We recently wrote about how phishing attacks that target mobile users are not only bound to rise, but also how mobile users prove to be more susceptible to phishing attacks. We also mentioned that there are mobile threat defenses that are designed to identify and block phishing attacks that target mobile users.
We believe these defenses are essential for enterprises to defend their users from growing mobile risks. In this post, we take a look at mobile threat defenses, the technologies they use, and what approach we ultimately believe to be best.
Inside Mobile Threat Defense
The first and one of the most common techniques used to protect against mobile phishing (and browsing) attacks is the use of whitelists and blacklists. Sometimes these lists, designed to allow or deny access to specific domains, are created by corporate security teams as they cultivate domains from attacks they have blocked.
Sometimes, if security teams know that they often get attacked from specific geographies, they’ll block certain top-level domains outright. Mobile threat defense platforms will also often use curated threat-feeds from third-party service providers or even an aggregated list from multiple providers. For some mobile threat defense products, these types of static rules are all the protection they provide.
Of course, such static rules are not going to keep mobile devices secure from emerging and more advanced attacks. Savvy attackers are continually updating their domains to bypass static security lists. Because cyberattackers are always updating and changing their strategies and techniques, threat feeds will always be a step or two behind — just as signature-based anti-malware is always reactive at best.
Machine Learning and a Layered Mobile Threat Defense
This is where machine learning (ML) comes in. Not only can ML detect domain generated algorithms that are designed to avoid detection, but it provides proactive protections through behavioral analytics, continuous monitoring, and the ability to adapt policy on the fly.
Further, mobile threat defense is an extension of existing endpoint management for mobile devices, apps, and the networks they connect to by providing enhanced security at the device, network, and application layers.
At the device layer, mobile threat defense monitors device-specific parameters such as operating system and firmware levels, security update versions, state of device configurations, system libraries, and more, to identify security misconfigurations, device vulnerabilities, and suspicious or malicious activity.
At the network layer, these platforms monitor cellular and wireless network traffic for suspicious or malicious activity, check for spoofed or otherwise invalid certificates and the removal of Transport Layer Security (TLS) or Secure Sockets Layer (SSL) protocols, and vet traffic for potential man-in-the-middle attacks.

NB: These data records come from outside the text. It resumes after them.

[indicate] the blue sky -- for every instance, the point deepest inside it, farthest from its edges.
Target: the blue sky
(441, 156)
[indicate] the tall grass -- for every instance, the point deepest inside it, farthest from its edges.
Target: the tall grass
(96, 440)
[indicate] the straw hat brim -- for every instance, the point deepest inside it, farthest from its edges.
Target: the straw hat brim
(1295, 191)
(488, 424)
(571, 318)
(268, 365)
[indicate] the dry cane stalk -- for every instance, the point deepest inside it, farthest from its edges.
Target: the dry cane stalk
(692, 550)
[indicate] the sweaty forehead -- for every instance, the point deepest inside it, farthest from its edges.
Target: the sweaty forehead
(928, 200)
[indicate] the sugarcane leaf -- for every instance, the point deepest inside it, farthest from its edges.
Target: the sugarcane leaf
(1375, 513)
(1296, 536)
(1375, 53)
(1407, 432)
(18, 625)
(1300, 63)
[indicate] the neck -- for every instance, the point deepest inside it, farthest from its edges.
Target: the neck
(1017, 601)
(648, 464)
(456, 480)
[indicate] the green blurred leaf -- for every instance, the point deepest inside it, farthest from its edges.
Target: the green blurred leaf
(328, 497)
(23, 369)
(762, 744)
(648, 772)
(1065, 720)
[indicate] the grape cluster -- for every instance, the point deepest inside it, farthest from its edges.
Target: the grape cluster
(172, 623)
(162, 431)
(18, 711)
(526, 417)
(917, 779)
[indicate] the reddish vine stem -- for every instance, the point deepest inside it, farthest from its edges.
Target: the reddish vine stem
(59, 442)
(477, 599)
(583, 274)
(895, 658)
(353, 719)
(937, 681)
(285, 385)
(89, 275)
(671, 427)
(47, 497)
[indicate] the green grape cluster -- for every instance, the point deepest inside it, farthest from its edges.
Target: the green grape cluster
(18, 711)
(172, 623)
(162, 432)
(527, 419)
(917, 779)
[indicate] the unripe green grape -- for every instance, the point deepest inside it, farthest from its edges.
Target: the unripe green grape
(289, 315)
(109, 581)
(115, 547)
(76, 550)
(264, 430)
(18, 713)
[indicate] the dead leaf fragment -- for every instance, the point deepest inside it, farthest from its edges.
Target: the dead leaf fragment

At the application layer, mobile threat defense tools identify grayware (potentially unwanted applications) and malware through application sandboxing. Other application security techniques include anti-malware filtering, code emulation or simulation, application reverse engineering, as well as static and dynamic app security testing.
Additionally, because it’s more difficult to identify malicious phishing attacks on mobile due to the more constrained computing resources, less screen space, and fewer ways to see sender information, mobile security must be integrated right into the application workflow and not require multiple third-party agents to be installed on devices. Installing too many separate agents on mobile adds unnecessary complexity, increases support costs, and overall, tends to bog users down.
With all of those techniques in mind, which are the best for mobile threat defense? We believe mobile devices and users are best served by combining all three layers of protection: threat intelligence feeds, customized security rules, and machine learning to block unknown threats. This way, the blacklists will stop known bad domains, while machine learning algorithms will identify and stop bad things that haven’t been seen before.
Native Mobile Threat Defense
Finally, mobile device security should be baked right into mobile device management applications. This way, there aren’t any separate agents adding complexity to the mobile device or complex configurations that must be managed. Tight integration without having to contend with multiple security and management dashboards is the ideal, as is the ability to remediate on the device itself.
While it’s true that mobile attacks are on the rise as cybercriminals look to leverage concerns around the spread of COVID-19, and that users are more susceptible to phishing attacks on their mobile devices, the good news is that mobile workers can be protected if the right mobile threat defense tools are in place.